Q : Certains des cadres de l’hôpital sont dans le paradoxe, du fait que leur équipe manque du personnel. Ils le disent de mille façons, et pourtant quand on essaye de discuter avec eux pour voir ce que l’on peut mettre en place, ils refusent. Ils sont conscients de la souffrance mais sont dans le déni. Ils ont l’injonction, pour des raisons budgétaires, qu’il ne faut pas plus de salariés. Ils refusent de nouveaux salariés, alors qu’ils sont conscients de la souffrance engendrée par l’organisation du travail !

R : C’est « faire le mal pour le bien », c’est ce qui les pousse à rudoyer les salariés pour le bien collectif. C’est un mécanisme de défense. Mais quand le cadre s’aperçoit qu’il fait « le mal pour le mal, » cela devient dangereux pour lui. Il faut essayer de ne pas faire tomber ses défenses par une attitude compréhensive, en lui donnant acte et en donnant des pistes de réflexion pour éviter quelque chose de délétère pour lui.

Q : Juste une petite histoire, quand j’étais médecin généraliste, certains patients me demandaient des arrêts de travail. Je disais que je n’avais pas d’éléments pour mettre un arrêt de travail. Je leur disais que je comprenais que leur souffrance était en lien avec le travail et je leur demandais d’indiquer sur l’arrêt de travail le nombre de jour qu’ils voulaient. La première fois ça passait, la deuxième fois, cela permettait ensuite de discuter de ce qui n’allait pas dans le travail. La mise en confiance et la question de ce qui ne va pas dans le travail est la question essentielle !

Q : La situation des cadres intermédiaires à l’hôpital est très difficile à gérer en médecine de travail, ils savent très bien qu’ils sont dans des injonctions contradictoires car ils doivent appliquer la politique de gestion du personnel décidée par l’entreprise alors que ce qu’on demande aux salariés n’est pas possible. Ils le vivent mal. Avec ces moyens insuffisants, ils sont au courant que les objectifs sont inatteignables, et on manque de moyens pour les aider. Comment devons nous faire pour les accompagner ? L’écoute compréhensive, mais ce n’est pas suffisant !
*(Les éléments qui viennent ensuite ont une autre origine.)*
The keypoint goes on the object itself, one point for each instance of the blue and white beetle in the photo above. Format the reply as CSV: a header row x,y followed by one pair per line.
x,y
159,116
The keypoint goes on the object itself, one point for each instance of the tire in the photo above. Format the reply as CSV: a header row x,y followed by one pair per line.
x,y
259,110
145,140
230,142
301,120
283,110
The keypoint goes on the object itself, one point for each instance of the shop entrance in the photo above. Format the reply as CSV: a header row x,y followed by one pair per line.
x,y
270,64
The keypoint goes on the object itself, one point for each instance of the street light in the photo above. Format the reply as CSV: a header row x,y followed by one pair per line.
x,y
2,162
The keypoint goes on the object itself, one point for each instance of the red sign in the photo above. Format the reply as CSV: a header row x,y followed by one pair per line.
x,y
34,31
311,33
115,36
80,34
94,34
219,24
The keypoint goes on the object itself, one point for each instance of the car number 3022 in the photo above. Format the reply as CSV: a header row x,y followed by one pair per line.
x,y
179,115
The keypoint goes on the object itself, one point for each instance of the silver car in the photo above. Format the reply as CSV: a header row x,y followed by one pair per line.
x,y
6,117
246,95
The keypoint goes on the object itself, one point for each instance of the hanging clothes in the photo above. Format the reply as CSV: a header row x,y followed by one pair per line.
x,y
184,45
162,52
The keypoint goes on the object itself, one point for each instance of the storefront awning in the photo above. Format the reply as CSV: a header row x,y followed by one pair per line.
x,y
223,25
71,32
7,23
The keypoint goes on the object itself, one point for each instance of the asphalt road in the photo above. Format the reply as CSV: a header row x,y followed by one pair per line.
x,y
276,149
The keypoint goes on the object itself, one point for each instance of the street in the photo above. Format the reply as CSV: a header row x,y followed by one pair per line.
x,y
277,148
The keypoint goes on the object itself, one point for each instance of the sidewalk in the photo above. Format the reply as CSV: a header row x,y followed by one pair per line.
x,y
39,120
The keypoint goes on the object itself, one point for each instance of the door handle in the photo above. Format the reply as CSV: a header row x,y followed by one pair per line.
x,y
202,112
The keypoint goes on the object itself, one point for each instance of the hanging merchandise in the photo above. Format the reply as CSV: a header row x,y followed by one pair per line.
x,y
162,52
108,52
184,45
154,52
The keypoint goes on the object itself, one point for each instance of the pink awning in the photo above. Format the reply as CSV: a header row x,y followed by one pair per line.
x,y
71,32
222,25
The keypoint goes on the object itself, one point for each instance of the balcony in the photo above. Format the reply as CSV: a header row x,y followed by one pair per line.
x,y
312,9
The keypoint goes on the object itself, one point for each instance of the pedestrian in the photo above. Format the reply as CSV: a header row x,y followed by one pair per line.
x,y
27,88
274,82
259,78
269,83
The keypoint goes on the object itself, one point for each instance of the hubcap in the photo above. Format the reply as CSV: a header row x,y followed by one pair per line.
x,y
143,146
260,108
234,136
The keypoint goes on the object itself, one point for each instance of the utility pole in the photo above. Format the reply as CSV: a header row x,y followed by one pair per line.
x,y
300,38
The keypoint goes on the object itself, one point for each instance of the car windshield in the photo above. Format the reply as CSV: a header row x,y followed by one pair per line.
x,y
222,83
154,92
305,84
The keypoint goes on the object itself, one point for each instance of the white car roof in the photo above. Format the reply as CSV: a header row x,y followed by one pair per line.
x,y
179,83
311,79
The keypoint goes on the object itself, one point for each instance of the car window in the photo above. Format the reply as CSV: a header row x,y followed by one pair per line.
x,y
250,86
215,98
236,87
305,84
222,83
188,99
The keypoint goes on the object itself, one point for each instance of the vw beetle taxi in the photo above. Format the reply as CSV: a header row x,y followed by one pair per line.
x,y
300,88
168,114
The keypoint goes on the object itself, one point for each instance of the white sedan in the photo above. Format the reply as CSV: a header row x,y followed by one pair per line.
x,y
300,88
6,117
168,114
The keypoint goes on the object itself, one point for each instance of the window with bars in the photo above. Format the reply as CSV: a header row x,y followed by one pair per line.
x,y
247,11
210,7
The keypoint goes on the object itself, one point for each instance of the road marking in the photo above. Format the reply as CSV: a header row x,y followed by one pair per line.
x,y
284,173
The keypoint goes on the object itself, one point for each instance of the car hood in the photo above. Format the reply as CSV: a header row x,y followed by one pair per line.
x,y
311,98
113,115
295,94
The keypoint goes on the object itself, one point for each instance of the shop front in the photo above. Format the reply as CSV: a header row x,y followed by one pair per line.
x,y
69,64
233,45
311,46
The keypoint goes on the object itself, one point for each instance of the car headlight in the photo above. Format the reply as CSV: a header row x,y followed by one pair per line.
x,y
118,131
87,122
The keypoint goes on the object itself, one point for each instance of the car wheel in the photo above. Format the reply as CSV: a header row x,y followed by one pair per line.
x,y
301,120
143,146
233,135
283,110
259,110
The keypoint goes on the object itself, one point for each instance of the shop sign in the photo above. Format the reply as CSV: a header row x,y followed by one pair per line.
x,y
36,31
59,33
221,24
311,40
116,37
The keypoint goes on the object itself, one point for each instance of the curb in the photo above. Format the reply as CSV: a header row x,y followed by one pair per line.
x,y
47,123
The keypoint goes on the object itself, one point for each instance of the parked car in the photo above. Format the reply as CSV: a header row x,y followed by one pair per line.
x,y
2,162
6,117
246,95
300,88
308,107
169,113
R : Le médecin du travail peut alors intervenir sur l’autre versant de son activité, c'est-à-dire le versant collectif. L’accumulation des constats devrait amener le médecin du travail à faire une « alerte médicale collective » sur la situation d’injonction paradoxale. On passe de la clinique médicale du travail individuelle à la clinique médicale collective : c’est l’intervention dans le champ social d’un point de vue collectif pour faire changer les éléments pathogènes que l’on a vus dans le travail.